Graduates of the Master Watershed Steward Trainee program in Lehigh/Northampton Counties
The 2018 Class of Lehigh/Northampton County Master Watershed Stewards completed their 40 hours of training last month. Their training included classroom sessions on water quality, geology, native plants, phenology and more, along with field trips to the Bethlehem Waste Water Treatment Plant, and introduction to environmental education at the Lehigh Gap Nature Center and tour of stream restoration and green infrastructure sites in the region.
The 18 trainees will now be focusing on three group projects:
Homeowners Association Outreach:
Many communities have homeowner’s associations that prescribe how residents carry out all types of outdoor activities. These are not always environmentally friendly, and, in fact, many practices, such as mandating manicured lawns, are environmental detriments. The trainees will gather existing resources and publication relating to environmentally friendly residential care, and will collate these. They will also create a presentation based upon these materials and lastly, create an inventory of the HOA’s in the Lehigh Valley and reach out to each of them, inviting them to one or more presentations. The content will focus on alternates to lawns, water conservation, and native plants.

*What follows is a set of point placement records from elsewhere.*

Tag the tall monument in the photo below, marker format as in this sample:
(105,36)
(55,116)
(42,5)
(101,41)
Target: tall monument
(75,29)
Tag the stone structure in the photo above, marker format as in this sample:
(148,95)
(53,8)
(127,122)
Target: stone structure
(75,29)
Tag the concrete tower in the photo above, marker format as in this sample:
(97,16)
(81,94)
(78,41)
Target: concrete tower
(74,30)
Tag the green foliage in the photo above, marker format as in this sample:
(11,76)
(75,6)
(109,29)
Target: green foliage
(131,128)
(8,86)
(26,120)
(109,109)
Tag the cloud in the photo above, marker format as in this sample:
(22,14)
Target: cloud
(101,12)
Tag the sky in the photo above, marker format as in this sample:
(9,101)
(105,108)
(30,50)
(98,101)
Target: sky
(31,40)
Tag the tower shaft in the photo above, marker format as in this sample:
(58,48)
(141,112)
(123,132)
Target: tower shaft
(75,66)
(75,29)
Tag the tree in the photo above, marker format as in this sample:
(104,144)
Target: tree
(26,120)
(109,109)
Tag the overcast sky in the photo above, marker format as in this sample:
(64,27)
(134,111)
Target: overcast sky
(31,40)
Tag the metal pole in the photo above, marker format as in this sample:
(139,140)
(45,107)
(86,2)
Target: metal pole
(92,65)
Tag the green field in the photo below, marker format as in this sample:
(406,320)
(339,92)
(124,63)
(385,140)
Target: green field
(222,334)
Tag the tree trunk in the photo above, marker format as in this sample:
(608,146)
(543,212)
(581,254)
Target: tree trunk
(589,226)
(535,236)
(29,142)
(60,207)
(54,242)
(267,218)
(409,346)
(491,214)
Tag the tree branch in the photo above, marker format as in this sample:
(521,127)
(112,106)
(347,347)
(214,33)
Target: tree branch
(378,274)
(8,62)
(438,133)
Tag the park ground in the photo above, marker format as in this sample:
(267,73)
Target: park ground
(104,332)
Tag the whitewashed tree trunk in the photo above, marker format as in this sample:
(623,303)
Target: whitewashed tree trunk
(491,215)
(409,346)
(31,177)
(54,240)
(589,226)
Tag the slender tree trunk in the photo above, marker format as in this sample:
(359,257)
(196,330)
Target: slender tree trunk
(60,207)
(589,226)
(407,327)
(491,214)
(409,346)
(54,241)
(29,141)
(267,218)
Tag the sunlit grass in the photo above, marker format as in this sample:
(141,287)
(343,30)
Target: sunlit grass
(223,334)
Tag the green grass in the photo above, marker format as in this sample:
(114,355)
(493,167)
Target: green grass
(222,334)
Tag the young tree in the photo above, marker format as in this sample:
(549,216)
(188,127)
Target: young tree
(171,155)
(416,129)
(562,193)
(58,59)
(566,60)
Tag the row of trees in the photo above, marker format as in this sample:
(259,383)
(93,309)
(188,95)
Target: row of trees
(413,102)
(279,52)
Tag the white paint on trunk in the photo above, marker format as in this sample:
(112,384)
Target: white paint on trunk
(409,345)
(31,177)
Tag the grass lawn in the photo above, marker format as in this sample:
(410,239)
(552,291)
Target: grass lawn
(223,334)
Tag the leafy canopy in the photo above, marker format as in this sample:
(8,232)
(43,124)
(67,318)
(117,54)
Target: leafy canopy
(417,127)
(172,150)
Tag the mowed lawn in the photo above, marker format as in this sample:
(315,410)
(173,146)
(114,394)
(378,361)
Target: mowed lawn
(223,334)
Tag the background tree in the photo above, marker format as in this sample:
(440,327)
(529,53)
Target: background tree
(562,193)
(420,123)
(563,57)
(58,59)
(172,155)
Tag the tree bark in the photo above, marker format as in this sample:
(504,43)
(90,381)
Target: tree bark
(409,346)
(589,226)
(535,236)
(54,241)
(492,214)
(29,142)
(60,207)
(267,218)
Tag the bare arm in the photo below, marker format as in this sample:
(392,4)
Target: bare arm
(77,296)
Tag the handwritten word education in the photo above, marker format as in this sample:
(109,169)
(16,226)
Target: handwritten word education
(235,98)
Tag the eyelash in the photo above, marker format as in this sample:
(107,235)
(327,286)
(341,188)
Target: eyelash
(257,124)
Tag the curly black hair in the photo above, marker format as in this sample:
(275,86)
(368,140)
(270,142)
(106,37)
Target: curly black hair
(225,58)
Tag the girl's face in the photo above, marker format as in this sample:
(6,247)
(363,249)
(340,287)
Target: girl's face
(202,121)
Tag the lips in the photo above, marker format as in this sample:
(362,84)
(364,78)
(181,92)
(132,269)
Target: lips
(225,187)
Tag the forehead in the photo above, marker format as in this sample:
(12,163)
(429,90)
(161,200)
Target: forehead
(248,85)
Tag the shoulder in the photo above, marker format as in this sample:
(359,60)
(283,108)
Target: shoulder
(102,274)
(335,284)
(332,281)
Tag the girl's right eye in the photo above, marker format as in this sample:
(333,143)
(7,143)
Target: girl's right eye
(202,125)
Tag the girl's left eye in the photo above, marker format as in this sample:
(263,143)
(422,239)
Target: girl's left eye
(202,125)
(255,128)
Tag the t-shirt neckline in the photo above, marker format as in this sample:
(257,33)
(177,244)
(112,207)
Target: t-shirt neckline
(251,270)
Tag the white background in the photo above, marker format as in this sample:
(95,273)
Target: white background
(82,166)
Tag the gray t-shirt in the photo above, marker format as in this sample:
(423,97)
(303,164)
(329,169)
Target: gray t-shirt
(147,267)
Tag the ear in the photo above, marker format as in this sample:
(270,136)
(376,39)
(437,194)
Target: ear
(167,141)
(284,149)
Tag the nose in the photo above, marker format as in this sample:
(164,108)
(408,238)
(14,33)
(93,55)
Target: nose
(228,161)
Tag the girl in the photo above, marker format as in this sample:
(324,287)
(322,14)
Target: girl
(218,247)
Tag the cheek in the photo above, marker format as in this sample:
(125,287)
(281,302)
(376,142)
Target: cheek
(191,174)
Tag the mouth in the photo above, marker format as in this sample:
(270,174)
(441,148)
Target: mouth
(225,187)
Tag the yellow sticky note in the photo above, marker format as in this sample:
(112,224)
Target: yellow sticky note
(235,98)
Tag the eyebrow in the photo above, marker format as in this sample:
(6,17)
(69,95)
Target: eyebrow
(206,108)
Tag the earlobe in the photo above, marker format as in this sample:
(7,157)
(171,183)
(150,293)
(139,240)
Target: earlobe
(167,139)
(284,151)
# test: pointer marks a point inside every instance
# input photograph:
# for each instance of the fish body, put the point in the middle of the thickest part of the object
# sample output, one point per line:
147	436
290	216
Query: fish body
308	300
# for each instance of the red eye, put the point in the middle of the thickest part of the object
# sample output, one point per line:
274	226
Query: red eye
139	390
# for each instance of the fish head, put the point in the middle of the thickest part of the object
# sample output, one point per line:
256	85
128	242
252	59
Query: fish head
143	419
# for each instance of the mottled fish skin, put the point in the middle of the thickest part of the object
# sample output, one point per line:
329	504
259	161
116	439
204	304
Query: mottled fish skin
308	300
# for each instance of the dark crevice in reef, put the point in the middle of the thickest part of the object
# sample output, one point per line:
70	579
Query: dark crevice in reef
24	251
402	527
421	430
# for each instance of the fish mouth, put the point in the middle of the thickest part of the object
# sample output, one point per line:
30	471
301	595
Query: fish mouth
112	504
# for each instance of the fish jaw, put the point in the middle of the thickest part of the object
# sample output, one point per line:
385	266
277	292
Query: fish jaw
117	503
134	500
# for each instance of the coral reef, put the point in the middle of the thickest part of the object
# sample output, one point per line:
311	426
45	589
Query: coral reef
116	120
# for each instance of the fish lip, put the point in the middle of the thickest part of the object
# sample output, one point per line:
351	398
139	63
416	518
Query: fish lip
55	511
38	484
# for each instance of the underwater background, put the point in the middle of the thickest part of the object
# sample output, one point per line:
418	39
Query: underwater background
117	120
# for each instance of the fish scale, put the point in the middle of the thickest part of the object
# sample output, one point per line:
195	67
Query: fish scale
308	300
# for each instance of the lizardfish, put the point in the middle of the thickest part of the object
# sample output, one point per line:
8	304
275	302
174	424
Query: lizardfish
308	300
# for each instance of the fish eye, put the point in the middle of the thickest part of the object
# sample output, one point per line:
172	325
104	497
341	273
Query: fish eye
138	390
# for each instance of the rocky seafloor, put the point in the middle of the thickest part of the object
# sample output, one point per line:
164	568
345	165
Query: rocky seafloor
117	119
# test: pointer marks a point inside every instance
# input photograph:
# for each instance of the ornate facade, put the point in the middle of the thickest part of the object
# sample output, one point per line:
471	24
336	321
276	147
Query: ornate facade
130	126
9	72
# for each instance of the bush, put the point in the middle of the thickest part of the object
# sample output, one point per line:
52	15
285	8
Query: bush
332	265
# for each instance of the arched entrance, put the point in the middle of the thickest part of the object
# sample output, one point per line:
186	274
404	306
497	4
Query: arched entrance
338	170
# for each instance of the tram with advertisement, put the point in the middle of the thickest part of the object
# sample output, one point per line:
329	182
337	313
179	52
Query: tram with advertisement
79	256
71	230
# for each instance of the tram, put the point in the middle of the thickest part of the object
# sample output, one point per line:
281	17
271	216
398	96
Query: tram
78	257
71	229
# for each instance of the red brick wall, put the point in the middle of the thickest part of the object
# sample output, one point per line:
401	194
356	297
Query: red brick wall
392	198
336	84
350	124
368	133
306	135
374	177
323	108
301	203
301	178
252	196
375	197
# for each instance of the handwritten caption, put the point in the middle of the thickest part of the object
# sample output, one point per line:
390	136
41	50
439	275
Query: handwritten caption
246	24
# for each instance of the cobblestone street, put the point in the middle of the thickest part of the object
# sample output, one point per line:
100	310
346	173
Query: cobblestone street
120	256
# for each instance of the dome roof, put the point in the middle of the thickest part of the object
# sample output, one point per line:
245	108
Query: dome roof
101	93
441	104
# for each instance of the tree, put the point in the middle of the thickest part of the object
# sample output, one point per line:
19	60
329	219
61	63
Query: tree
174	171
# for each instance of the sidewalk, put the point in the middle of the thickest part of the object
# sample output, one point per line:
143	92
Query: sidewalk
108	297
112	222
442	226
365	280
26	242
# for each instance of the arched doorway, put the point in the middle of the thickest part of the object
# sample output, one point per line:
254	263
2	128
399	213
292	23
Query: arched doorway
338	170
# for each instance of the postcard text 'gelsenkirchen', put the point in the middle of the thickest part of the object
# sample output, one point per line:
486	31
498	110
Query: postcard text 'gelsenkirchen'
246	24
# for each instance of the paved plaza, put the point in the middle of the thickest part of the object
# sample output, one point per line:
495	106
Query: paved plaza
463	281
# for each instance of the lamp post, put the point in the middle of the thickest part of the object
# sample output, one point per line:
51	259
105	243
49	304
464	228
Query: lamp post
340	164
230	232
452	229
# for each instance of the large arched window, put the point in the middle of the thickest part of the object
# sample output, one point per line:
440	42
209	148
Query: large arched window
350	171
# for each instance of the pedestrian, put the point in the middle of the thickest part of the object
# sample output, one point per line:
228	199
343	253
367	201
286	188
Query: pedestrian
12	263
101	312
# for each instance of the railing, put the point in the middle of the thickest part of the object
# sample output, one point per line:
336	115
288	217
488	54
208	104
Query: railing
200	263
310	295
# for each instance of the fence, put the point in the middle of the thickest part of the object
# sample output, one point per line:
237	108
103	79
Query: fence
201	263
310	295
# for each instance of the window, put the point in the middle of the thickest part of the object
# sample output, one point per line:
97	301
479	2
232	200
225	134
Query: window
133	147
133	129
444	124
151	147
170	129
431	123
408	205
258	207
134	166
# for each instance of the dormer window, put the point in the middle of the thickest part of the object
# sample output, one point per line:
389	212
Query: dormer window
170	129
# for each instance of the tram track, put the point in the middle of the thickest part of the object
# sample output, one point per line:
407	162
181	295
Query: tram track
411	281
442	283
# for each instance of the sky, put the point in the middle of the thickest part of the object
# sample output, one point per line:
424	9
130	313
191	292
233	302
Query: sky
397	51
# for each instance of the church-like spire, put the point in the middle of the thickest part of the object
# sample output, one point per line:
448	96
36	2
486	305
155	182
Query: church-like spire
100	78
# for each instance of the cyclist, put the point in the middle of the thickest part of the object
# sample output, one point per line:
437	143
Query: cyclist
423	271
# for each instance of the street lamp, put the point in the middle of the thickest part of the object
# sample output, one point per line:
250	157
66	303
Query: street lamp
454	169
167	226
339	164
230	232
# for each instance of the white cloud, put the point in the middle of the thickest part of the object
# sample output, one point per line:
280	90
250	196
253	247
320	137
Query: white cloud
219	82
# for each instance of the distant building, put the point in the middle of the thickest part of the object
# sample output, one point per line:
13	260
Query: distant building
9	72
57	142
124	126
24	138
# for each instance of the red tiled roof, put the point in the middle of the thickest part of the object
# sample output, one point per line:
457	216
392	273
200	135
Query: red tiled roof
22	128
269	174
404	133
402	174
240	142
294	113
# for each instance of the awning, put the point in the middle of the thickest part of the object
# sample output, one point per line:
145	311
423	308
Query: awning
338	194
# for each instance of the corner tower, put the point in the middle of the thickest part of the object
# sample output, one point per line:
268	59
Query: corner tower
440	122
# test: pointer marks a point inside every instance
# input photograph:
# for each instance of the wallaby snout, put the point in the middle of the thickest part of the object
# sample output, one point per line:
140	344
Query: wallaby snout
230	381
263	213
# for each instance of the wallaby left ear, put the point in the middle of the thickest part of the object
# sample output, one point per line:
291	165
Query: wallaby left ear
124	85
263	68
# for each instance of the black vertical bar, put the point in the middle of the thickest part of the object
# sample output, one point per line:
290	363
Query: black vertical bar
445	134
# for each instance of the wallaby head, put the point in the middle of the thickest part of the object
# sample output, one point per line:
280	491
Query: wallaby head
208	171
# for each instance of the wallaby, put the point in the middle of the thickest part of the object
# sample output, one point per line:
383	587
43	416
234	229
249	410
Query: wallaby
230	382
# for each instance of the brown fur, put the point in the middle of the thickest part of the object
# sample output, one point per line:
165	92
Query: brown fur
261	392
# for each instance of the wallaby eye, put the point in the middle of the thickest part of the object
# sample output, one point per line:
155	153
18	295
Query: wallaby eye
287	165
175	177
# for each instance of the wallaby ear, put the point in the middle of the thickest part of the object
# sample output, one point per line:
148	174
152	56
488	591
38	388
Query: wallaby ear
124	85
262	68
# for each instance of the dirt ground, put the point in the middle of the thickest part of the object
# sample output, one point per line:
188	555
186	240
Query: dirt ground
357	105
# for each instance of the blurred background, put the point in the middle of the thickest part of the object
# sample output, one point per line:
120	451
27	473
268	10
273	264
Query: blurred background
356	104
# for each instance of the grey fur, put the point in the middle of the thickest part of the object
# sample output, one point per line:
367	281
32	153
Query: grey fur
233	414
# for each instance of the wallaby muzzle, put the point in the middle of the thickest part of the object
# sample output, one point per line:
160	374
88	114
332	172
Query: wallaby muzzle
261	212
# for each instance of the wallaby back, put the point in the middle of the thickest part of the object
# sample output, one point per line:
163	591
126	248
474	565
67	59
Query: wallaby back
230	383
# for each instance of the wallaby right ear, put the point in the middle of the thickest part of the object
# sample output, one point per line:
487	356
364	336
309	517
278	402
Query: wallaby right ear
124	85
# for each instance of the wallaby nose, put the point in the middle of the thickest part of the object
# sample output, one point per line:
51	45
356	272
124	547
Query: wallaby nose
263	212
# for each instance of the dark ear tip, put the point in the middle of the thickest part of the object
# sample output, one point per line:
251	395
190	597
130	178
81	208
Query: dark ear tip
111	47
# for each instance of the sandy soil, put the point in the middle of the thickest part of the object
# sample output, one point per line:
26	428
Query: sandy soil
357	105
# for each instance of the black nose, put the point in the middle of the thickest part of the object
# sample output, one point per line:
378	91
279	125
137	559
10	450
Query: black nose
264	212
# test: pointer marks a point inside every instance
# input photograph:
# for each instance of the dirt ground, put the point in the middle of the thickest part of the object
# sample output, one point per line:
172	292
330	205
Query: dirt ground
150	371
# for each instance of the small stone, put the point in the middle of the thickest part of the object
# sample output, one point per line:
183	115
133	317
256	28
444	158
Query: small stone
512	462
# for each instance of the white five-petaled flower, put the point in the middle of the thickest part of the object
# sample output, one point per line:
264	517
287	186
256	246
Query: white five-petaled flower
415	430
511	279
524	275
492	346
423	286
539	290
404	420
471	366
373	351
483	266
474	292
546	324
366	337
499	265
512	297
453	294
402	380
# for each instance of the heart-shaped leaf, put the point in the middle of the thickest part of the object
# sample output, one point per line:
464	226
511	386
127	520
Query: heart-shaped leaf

This project addresses the overuse and misuse of home herbicides and pesticides, as this can be a major source of water pollution. Vast expanses of lawn in suburban areas can be time-consuming and expensive to maintain. There has been a growing interest in using wildflower meadows as an alternative to turf grass. While large-scale, multi-acre meadow establishment projects have huge impact, the conversion process is daunting to homeowners. To address this challenge, trainees will install a quarter acre demonstration native plant meadow at the Trexler Environmental Center using a kill-and-seed method to illustrate an attainable result for a homeowner with limited means and resources. This project will over-winter into 2019.
The proposed project involves the construction, placement, and monitoring of monofilament fishing line disposal canisters at popular fishing sites in the Lehigh Valley. The danger to fish, birds, and wildlife, and the environmental hazards from improperly discarded monofilament line is well known. Providing an accessible and effective disposal site will not only help decrease improperly discarded line, but also be visible, including signage and serving as an education/outreach opportunity. The trainees will construct and place 24 canisters at sites along streams and the Lehigh River with informational signage. The volunteers will monitor and maintain the containers for a three-year period to determine public acceptance and usage. The funding for these projects was secured by the Watershed Coalition of the Lehigh Valley, through the Lehigh Valley Greenways Partnership. The Lehigh and Northampton County Conservation District Watershed Specialists will be overseeing these projects.
Once the trainees reach 50 hours of volunteer service, they’ll become official Master Watershed Stewards. Penn State Extension, the Watershed Coalition of the Lehigh Valley, and the County Conservations districts look forward to working with these individuals as they work on these group projects and become more involved in environmental conservation efforts.